In 1993, with the signing of the Oslo Accords, many generals got swept up in the euphoria of a “New Middle East” that professed to turn a mass murderer, Yasser Arafat, into a Nobel Prize-winning diplomat who accepted Israel’s existence and was committed to living side by side with it in peace.

The generals, once again prisoners of a conceptia, ignored the obvious warning signs that Arafat was a fake. He spoke one way in Arabic, where he called for jihad, and another in English; he smuggled terrorists into Gaza and funded terrorist activity, but the generals didn’t notice that anything was amiss until he launched a devastating “mini-war” in the fall of 2000, which led to over a thousand Jewish deaths.

The conceptia struck again 13 years ago, with the so-called disengagement, which claimed that by throwing some 8,000 Jews out of their homes in Gaza, and withdrawing the IDF, Israel would improve its security situation. Once again, the generals were blindsided, putting their critical faculties on hold and going with the flow.

Maj. Gen. (res.) Gershon Hacohen, who was directly in charge of executing the disengagement, is a researcher at the Begin-Sadat Center for Strategic Studies. In a recent paper called “The Illusion of Israeli-Palestinian Spatial Separation,” he states that “the situation in the Gaza Strip since the 2005 disengagement debunks three fundamental assumptions that have become axiomatic in the Israeli security discourse: that total separation between Israelis and Palestinians will inevitably enhance security and stability; that the IDF will comfortably win any future confrontation in the evacuated territories; and that Israeli military activity in the previously held territories will enjoy massive international legitimacy and support.”

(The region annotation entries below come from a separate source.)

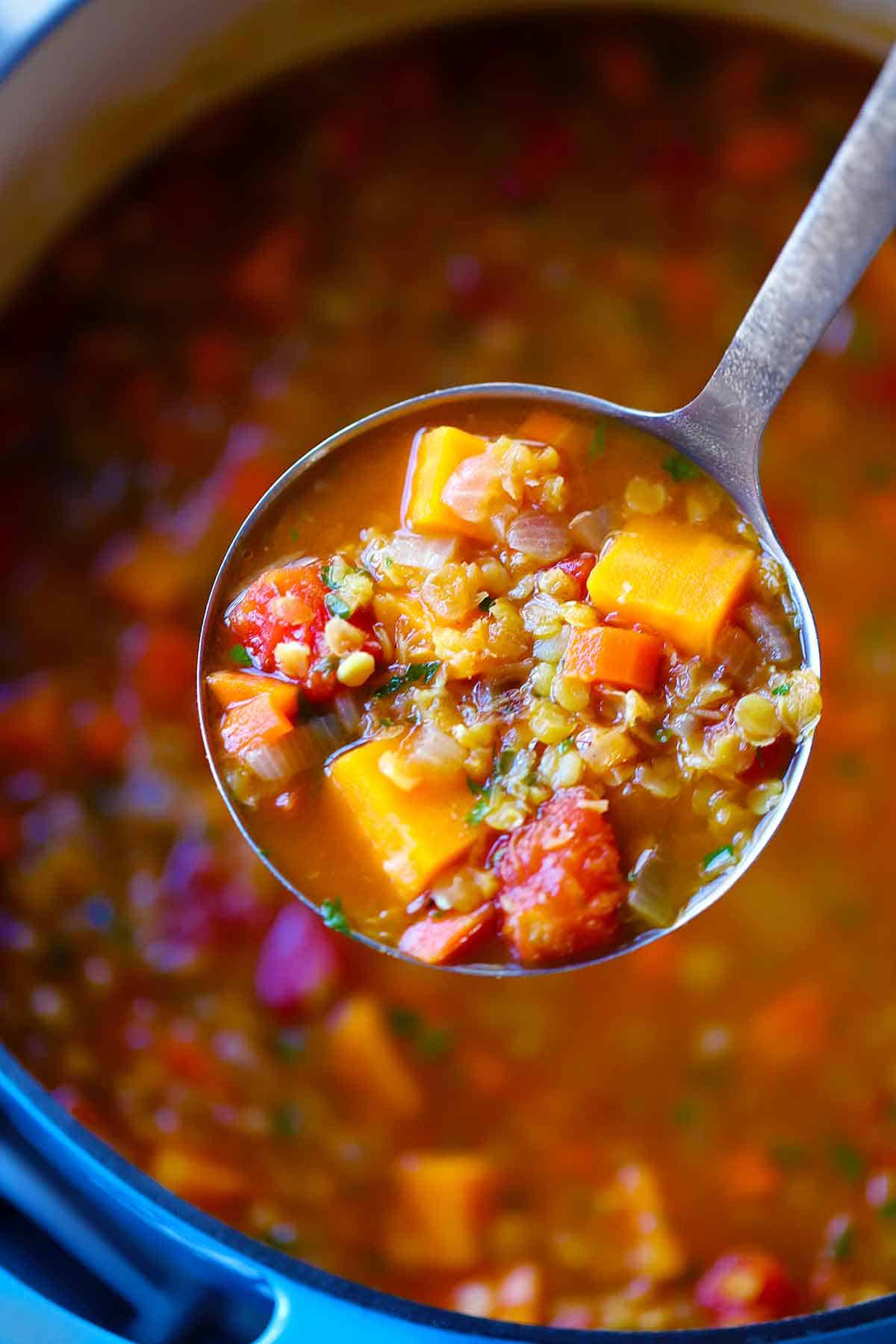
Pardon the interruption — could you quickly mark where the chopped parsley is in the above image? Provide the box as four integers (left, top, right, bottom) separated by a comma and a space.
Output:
662, 453, 701, 482
373, 662, 442, 696
703, 844, 735, 872
830, 1139, 865, 1184
324, 593, 352, 621
320, 897, 352, 933
466, 789, 491, 827
588, 425, 607, 462
388, 1005, 454, 1059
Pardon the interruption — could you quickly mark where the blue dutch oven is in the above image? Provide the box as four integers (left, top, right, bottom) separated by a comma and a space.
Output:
0, 0, 896, 1344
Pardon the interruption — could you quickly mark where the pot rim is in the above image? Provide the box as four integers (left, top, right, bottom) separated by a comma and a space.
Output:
0, 0, 896, 1344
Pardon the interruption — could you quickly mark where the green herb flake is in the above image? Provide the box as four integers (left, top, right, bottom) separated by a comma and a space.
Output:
830, 1139, 865, 1184
827, 1222, 856, 1260
324, 593, 352, 621
466, 789, 491, 827
270, 1102, 302, 1139
703, 844, 735, 872
417, 1027, 454, 1059
768, 1139, 807, 1171
672, 1097, 703, 1129
373, 662, 442, 697
230, 644, 252, 668
388, 1005, 423, 1040
588, 425, 607, 462
320, 897, 352, 933
662, 453, 701, 484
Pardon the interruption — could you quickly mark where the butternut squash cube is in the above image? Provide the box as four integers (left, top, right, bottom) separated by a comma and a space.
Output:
326, 995, 423, 1119
402, 425, 491, 541
588, 520, 753, 657
385, 1152, 497, 1270
326, 738, 476, 902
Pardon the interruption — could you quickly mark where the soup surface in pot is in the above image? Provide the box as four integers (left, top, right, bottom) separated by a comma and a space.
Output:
0, 16, 896, 1328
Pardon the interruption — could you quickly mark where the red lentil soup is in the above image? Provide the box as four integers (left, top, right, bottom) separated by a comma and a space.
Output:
0, 15, 896, 1328
204, 402, 821, 966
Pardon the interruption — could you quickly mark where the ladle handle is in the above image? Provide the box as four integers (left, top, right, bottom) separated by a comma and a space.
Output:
676, 46, 896, 504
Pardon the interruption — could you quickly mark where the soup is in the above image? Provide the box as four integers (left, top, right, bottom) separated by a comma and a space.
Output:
0, 16, 896, 1328
205, 405, 821, 966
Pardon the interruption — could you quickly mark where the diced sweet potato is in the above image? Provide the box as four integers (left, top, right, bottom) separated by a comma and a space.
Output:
516, 407, 594, 453
402, 425, 491, 541
588, 520, 753, 657
205, 672, 298, 718
149, 1144, 250, 1206
385, 1152, 497, 1270
220, 694, 293, 756
328, 995, 423, 1119
497, 789, 626, 965
323, 736, 476, 900
399, 900, 497, 966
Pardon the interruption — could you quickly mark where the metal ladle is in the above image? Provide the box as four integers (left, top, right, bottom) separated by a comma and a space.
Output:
199, 47, 896, 976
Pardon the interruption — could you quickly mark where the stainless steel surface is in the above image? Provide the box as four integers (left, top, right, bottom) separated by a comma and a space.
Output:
197, 39, 896, 976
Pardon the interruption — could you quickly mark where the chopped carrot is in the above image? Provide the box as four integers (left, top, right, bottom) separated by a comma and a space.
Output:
588, 520, 753, 656
149, 1144, 251, 1206
607, 1163, 686, 1284
517, 408, 594, 453
99, 532, 195, 615
385, 1152, 497, 1270
323, 736, 476, 900
220, 694, 293, 756
563, 625, 662, 692
399, 900, 497, 966
328, 995, 423, 1119
131, 622, 196, 714
750, 984, 829, 1068
0, 677, 67, 761
723, 119, 809, 187
205, 672, 298, 718
402, 425, 491, 541
719, 1145, 780, 1200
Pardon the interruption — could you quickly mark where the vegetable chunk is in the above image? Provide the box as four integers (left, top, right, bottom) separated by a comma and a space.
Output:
563, 625, 662, 692
402, 425, 491, 541
387, 1153, 497, 1270
328, 738, 476, 900
588, 521, 753, 657
328, 995, 423, 1119
498, 789, 626, 965
399, 902, 497, 966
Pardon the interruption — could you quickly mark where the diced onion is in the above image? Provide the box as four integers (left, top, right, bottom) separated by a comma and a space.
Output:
242, 714, 351, 786
738, 602, 794, 662
442, 453, 508, 523
570, 504, 619, 553
385, 532, 457, 574
506, 514, 572, 564
402, 723, 466, 777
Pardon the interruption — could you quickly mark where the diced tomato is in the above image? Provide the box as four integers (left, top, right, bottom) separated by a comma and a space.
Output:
227, 561, 383, 703
558, 551, 598, 601
694, 1247, 800, 1325
255, 900, 343, 1013
498, 788, 626, 965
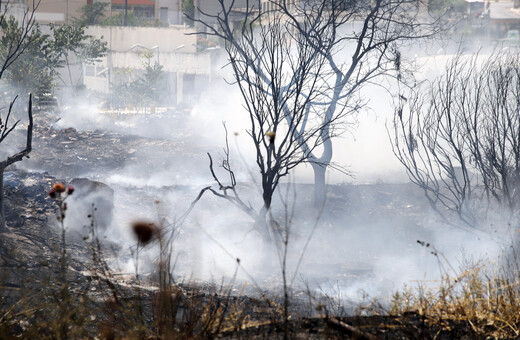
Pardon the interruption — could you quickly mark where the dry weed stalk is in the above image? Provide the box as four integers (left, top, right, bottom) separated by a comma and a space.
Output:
391, 263, 520, 338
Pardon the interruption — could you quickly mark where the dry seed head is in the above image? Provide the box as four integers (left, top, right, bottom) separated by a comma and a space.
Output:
52, 182, 65, 193
132, 221, 159, 244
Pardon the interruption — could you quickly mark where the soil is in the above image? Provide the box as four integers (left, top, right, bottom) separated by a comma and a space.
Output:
0, 109, 496, 339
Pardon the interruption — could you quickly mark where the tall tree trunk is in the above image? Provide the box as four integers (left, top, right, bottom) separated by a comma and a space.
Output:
0, 168, 8, 233
311, 163, 327, 208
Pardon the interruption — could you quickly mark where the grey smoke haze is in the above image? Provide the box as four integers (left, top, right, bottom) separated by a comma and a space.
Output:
22, 37, 505, 308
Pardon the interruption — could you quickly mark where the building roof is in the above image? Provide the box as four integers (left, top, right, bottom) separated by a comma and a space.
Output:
489, 1, 520, 20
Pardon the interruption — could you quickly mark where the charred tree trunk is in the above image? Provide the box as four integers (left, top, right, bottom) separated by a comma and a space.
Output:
0, 168, 8, 233
0, 95, 33, 233
312, 164, 327, 208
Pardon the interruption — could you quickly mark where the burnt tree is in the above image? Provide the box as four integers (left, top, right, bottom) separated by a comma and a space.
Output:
0, 1, 40, 232
0, 95, 33, 232
393, 52, 520, 236
194, 0, 442, 239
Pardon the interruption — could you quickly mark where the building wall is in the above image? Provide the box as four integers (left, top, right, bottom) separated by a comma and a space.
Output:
84, 26, 218, 104
25, 0, 87, 24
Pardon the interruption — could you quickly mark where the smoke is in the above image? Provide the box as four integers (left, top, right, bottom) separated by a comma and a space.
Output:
20, 36, 503, 310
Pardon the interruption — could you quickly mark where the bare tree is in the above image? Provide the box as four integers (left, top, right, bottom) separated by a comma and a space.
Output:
0, 1, 39, 233
195, 0, 440, 215
393, 51, 520, 234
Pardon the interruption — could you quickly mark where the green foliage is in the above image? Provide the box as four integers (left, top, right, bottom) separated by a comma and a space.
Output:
76, 2, 109, 26
0, 17, 107, 99
428, 0, 468, 13
100, 11, 168, 27
112, 63, 167, 110
50, 24, 108, 63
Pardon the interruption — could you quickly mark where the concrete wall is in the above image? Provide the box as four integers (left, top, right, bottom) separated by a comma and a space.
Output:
25, 0, 87, 24
84, 26, 218, 104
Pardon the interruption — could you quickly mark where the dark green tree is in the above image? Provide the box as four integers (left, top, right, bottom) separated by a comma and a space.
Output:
50, 23, 108, 88
0, 17, 60, 97
75, 2, 109, 26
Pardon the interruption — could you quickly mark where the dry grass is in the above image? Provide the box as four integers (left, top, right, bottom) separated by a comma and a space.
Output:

In other words, the simplistic notion that the interests of national security are best served by a situation in which Israel is “here” and the terrorists are “there,” is not true. Because when the terrorists are “there,” unhampered by Israeli security forces who can stymie their efforts to set up training camps and weapons manufacturing plants, they are much stronger. Moreover, the terrorists are much harder for Israeli troops to reach.

In Yehuda and Shomron, by contrast, Israeli troops patrol everywhere and know exactly where to go when there is trouble. Cohen relates to the latest in a long list of crises involving Gaza since the disengagement, the floating of incendiary kites and balloons.

“Imagine, for example, the launch of kite/balloon firebombs from Jerusalem’s Tzur Baher suburb into the city’s Jewish neighborhoods,” he writes. “The IDF or the Israel Police would send a couple of Jeeps to the neighborhood and neutralize the incident. In stark contrast, the total spatial separation between Gaza and Israel as of the summer 2005 disengagement has denied the IDF freedom of action beyond the border fence.”

As to Israel enjoying massive support from the international community for its counter-terror activities, no one need look further than the Goldstone Report to know that that was a pipe dream.

The list goes on and on of generals who got it wrong. If IDF Major General (res.) Uri Saguy, a former chief of Israel’s Military Intelligence who headed negotiations with Syria under then-prime minister Ehud Barak, had his way, Israel would have completely withdrawn from the Golan Heights. Can anyone imagine what that would have meant to Israel’s north?

And today, the most highly decorated soldier in Israel’s history, former prime minister Ehud Barak, is convinced that the solution to the Palestinian problem is a unilateral withdrawal from much of Yehudah and Shomron. No one questions Barak’s courage or commitment to Israeli’s security, or his intelligence (he has degrees in physics and mathematics), but he and his fellow generals are experts in the past.

Their ability to see future trends and to predict what the Palestinians will or will not do in the event that Israel makes additional unilateral withdrawals is tainted by wishful thinking and, chalilah, likely to pave the way to war.